Regular matter seems to form only a small part of the universe—much more of the matter seems to be “dark” stuff that influences regular matter via gravity but can’t be detected directly. The most widely accepted theory to explain dark matter suggests that it is a slow-moving particle that can form clumps in the universe. New Hubble observations provide evidence of the smallest clumps yet, which will hopefully further guide scientists’ search for the mysterious material.
For decades, scientists have been aware of various discrepancies between the way they observe objects behaving and the way they predicted those objects to behave, discrepancies that would be fixed with an unobserved source of mass. This has led to a prevailing theory featuring “cold,” or slow-moving, dark matter (versus fast, “warm” dark matter), and various searches using telescopes, particle colliders, and sensitive particle detectors to find the identity of this mass. Cold dark matter should clump together on scales far smaller than a galaxy, but scientists had not found evidence of that clumping—until now.

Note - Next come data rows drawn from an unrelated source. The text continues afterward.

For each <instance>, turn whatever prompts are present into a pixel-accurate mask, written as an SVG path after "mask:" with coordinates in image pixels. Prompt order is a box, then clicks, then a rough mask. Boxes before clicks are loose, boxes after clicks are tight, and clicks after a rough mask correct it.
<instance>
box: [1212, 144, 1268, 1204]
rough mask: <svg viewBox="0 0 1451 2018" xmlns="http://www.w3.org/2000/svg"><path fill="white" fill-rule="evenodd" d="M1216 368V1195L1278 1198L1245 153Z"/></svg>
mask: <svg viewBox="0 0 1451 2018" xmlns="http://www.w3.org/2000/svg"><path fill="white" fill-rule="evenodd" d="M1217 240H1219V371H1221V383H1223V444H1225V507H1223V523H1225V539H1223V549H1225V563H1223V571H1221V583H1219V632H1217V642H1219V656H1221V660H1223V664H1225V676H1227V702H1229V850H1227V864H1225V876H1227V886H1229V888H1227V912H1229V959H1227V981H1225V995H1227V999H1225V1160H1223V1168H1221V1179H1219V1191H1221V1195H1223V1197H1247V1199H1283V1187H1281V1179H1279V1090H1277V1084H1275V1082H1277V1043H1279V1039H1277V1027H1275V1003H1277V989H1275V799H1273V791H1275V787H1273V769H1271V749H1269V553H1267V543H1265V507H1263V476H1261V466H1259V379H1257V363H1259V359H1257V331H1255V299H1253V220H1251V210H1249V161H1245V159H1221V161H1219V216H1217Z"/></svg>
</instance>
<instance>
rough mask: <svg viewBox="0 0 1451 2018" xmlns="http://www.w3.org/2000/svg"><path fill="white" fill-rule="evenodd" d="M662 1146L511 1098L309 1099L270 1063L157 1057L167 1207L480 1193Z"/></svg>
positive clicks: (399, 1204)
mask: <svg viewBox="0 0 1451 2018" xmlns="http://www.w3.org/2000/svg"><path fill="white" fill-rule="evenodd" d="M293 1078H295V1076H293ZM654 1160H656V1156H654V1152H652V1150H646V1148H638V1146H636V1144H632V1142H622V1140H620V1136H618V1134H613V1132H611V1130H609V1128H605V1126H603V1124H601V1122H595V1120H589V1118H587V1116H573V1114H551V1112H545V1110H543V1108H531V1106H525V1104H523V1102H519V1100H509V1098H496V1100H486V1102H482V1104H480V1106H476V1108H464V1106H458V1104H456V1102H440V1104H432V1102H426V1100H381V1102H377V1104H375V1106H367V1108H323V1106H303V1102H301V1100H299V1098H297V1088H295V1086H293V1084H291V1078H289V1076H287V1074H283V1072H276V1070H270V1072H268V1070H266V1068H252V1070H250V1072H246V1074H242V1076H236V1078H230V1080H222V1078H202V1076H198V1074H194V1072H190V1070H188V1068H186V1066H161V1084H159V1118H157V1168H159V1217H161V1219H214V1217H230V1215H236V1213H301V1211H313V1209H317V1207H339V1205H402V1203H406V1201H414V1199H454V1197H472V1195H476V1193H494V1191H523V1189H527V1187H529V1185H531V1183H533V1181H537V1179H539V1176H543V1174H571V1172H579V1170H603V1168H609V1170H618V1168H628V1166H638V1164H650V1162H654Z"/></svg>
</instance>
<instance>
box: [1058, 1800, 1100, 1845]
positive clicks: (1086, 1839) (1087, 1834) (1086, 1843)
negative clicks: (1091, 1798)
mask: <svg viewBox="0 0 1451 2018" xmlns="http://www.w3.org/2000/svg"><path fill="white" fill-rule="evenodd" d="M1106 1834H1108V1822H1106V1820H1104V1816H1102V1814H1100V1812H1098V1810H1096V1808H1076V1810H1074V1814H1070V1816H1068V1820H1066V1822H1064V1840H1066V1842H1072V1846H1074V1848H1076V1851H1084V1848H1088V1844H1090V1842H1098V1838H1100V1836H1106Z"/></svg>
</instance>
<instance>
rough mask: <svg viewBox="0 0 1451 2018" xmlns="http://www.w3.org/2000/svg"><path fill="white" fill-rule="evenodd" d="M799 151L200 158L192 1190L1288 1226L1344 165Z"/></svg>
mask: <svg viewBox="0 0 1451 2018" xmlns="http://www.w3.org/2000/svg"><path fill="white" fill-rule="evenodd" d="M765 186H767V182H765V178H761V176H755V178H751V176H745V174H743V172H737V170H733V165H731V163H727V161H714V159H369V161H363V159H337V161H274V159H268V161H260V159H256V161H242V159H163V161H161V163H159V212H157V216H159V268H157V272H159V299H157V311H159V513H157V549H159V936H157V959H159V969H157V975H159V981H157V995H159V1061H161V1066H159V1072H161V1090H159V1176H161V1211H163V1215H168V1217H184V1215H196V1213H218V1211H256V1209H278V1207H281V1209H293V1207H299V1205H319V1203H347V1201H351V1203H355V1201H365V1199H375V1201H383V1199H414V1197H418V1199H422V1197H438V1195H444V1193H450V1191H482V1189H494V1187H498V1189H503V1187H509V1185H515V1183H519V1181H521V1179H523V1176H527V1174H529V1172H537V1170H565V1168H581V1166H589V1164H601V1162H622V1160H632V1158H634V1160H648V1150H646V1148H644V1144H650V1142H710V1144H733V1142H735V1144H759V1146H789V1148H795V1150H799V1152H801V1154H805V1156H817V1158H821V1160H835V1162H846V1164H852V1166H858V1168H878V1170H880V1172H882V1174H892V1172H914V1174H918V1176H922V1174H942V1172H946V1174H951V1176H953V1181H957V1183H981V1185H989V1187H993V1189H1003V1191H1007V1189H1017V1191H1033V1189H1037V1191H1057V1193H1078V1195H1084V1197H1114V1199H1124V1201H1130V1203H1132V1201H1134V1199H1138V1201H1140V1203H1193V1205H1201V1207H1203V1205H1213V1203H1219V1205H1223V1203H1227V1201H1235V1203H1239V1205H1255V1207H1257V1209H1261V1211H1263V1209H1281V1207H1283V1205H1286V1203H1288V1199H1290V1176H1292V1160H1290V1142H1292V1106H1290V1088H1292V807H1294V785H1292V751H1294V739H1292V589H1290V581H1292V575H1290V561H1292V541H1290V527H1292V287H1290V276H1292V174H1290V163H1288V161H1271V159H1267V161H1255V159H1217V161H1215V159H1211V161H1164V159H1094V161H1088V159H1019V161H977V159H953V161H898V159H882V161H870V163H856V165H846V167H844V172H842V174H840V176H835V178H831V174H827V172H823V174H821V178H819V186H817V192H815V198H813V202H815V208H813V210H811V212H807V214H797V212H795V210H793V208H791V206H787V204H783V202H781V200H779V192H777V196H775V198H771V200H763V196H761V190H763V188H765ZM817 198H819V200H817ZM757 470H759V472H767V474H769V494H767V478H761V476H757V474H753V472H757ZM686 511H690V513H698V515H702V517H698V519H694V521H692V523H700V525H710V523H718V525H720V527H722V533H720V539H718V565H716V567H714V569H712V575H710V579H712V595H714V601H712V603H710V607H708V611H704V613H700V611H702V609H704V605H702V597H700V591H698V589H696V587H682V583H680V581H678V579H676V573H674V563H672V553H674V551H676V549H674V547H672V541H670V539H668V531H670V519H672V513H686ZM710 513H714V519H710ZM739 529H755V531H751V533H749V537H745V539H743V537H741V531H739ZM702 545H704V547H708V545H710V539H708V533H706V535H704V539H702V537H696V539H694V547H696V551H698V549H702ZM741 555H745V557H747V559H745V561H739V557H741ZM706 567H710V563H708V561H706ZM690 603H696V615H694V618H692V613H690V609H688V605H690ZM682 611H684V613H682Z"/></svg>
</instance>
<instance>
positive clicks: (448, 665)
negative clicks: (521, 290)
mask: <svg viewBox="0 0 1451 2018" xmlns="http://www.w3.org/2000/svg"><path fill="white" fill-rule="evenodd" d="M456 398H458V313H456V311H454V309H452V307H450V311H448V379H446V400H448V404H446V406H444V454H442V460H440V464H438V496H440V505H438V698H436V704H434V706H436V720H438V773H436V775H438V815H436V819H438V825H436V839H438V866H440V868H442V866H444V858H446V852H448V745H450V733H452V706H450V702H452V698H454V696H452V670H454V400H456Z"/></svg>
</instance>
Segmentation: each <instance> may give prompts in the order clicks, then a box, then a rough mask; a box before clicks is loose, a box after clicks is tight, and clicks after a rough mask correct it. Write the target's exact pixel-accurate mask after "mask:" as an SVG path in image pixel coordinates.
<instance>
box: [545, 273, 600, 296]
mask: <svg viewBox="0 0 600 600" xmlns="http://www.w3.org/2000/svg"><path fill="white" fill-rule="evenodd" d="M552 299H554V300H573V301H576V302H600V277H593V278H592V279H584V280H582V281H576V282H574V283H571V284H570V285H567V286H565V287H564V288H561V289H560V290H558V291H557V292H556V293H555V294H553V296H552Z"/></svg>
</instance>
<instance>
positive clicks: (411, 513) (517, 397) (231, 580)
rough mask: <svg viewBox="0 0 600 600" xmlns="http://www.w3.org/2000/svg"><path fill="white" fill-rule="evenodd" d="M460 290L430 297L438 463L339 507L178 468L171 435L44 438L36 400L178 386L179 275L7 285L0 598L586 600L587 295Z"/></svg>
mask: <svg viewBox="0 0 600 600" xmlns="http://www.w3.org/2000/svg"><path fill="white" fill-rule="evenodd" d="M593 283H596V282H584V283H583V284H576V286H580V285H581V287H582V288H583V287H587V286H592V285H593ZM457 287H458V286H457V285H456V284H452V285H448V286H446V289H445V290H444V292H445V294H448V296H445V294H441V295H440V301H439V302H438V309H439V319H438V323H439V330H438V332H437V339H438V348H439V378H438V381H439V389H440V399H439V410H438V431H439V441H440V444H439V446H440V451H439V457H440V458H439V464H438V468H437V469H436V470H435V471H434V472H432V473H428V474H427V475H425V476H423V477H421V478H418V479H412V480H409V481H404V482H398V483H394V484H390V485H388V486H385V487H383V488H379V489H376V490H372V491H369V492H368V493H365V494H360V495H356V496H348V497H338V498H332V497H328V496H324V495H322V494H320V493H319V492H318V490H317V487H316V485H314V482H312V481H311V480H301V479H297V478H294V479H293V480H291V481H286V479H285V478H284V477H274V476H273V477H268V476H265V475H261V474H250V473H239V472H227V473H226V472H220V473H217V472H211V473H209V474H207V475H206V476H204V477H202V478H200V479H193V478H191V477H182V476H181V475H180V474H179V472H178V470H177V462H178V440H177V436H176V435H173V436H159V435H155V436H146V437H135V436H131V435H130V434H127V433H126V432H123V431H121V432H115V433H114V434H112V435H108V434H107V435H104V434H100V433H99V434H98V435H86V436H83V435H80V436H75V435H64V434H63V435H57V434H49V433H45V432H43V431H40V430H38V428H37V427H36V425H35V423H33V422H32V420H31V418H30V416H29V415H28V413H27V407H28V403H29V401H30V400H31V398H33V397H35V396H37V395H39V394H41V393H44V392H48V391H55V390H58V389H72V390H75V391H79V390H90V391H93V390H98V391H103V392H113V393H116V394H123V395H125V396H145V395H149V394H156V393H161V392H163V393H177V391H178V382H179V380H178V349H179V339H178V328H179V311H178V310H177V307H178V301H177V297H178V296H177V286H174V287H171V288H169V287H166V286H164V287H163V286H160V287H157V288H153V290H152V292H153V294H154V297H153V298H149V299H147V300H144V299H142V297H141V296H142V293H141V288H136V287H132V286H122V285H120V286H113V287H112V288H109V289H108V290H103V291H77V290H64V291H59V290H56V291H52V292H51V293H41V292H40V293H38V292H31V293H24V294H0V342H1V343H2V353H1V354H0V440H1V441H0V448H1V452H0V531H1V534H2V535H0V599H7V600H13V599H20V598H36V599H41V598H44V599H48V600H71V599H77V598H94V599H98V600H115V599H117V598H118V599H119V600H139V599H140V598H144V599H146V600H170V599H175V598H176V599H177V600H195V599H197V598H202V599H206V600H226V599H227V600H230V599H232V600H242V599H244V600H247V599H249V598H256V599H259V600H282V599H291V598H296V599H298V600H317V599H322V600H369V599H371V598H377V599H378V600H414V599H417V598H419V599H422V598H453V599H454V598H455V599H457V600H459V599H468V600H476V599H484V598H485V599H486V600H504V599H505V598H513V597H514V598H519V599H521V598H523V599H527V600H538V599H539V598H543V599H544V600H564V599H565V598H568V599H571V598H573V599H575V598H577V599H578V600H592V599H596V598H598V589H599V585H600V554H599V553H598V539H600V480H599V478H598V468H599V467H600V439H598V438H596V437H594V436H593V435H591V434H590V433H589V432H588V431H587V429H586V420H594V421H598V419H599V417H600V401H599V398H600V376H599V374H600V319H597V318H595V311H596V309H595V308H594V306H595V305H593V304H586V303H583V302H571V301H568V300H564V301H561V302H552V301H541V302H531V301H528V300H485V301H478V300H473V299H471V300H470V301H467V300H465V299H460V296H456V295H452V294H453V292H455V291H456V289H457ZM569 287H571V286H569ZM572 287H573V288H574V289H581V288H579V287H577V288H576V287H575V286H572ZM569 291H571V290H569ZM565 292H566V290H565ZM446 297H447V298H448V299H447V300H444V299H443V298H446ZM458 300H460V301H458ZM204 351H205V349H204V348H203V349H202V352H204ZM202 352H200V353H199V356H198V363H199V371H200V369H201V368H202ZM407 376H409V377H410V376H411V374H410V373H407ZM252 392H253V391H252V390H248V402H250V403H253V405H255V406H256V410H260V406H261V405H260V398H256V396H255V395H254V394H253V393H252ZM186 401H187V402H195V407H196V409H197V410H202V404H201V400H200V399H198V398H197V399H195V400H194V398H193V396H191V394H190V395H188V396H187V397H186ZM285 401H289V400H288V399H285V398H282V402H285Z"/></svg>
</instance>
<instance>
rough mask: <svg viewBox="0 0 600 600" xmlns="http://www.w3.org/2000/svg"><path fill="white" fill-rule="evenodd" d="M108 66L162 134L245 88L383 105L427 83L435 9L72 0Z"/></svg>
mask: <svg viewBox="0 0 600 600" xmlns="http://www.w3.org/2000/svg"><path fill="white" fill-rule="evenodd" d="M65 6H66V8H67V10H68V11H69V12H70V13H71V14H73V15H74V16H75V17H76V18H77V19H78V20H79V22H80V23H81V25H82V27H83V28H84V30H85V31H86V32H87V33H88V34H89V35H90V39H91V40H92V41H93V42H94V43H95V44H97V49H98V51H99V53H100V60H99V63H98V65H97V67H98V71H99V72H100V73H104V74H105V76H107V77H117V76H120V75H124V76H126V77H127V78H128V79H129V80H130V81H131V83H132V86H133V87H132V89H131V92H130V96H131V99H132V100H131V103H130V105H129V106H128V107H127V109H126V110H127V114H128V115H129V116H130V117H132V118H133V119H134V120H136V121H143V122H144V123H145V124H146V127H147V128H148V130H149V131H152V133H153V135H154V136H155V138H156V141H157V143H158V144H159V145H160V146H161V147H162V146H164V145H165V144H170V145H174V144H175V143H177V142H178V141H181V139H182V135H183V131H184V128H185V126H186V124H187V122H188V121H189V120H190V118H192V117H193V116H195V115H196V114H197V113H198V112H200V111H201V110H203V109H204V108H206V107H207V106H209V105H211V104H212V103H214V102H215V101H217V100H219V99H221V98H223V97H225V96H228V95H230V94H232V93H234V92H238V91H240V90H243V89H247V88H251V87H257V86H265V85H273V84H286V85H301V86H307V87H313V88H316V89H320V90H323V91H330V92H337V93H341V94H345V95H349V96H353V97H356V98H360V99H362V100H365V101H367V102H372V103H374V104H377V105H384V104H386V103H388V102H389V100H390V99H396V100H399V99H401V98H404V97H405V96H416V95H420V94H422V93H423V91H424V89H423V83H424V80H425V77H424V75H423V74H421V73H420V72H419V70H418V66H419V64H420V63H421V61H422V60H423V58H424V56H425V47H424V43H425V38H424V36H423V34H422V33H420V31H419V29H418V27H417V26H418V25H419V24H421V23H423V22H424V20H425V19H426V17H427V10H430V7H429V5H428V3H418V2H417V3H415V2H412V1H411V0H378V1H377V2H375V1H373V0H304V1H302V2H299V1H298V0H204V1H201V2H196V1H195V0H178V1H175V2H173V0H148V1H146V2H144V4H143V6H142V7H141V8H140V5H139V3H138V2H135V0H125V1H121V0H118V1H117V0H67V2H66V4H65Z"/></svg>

The search for clumps relies on a concept called gravitational lensing. Mass warps the shape of spacetime itself, so scientists can hunt for mass sources based on how they alter the appearance of distant background light. This warping can cause bright objects like quasars to appear as multiple copies in the night sky. Scientists Leonidas Moustakas and Ben Metcalf in the early 2000s developed a method in which they focused on objects where an intervening galaxy had created a quad, or four images of the background light source (usually a bright, distant object called a quasar). But smaller intervening objects, such as clumps of dark matter, can change the brightnesses of the images. Comparing each of the four images allows researchers to determine whether there are any smaller dark matter haloes, or clumps, in the way.
But past observations had a problem: Other light objects could cause warping, too, and create a signal that mimicked dark matter, called microlensing. Scientist Anna Nierenberg, now at the Jet Propulsion Laboratory at CalTech, realised that quasars release a kind of radiation called “nuclear-narrow line emission” that isn’t affected by microlensing and that Hubble would be able to spot this emission. She and her team submitted a proposal to study these emissions, first in 2014 when she was still a grad student. After a long wait, data acquisition, and analysis on eight of these “quads,” they’ve released their results in a paper in the Monthly Notices of the Royal Astronomical Society.
“It’s a huge validation for me as an early career scientist,” Nierenberg told Gizmodo, who said that at first she was just excited for her proposal to have been selected and that she’d be able to dictate where Hubble should point.
A second paper in the same journal, led by Daniel Gilman at UCLA, argues that the data better agrees with cold dark matter models that include clumping, rather than models without clumping. The smallest clumps that would produce the observed effects would be between 1 million and 10 million times the Sun’s mass, far smaller than a galaxy and perhaps too small to even hold stars. It would just be a big clump of dark matter.
It’s an exciting observation. “Substructure lensing has long been the dream for revealing the nature of dark matter but was held up for almost two decades because of technical issues—for a long time, there were only seven suitable lenses for substructure lensing studies,” Annika Peter, associate professor in physics at the Ohio State University who was not involved in this study, told Gizmodo in an email. “[Gilman’s] paper shows how great constraints on the nature of dark matter can be with this increased sample size.” Basically, the simplest cold dark matter model still works and will be even better-tested with more of these quads.
This is just further evidence of cold dark matter, and scientists are still hunting for what that cold dark matter might be made of. Nierenberg said we’re not at the point where scientists can say for sure that dark matter is a particle that will be found in an experiment on Earth. But this paper serves as gut check that cold dark matter is the right kind of dark matter for scientists to be hunting. Of course, the possibility that dark matter is something completely wild that scientists haven’t thought of yet isn’t off the table. We’ll have to be patient; after all, particle hunts typically take decades.
Researchers will continue to look for these lenses, which will provide further constraints on dark matter’s properties. There’s more Hubble data to sift through, Nierenberg said, and the upcoming Vera Rubin Observatory will be hopefully be able to find more. The search for dark matter continues.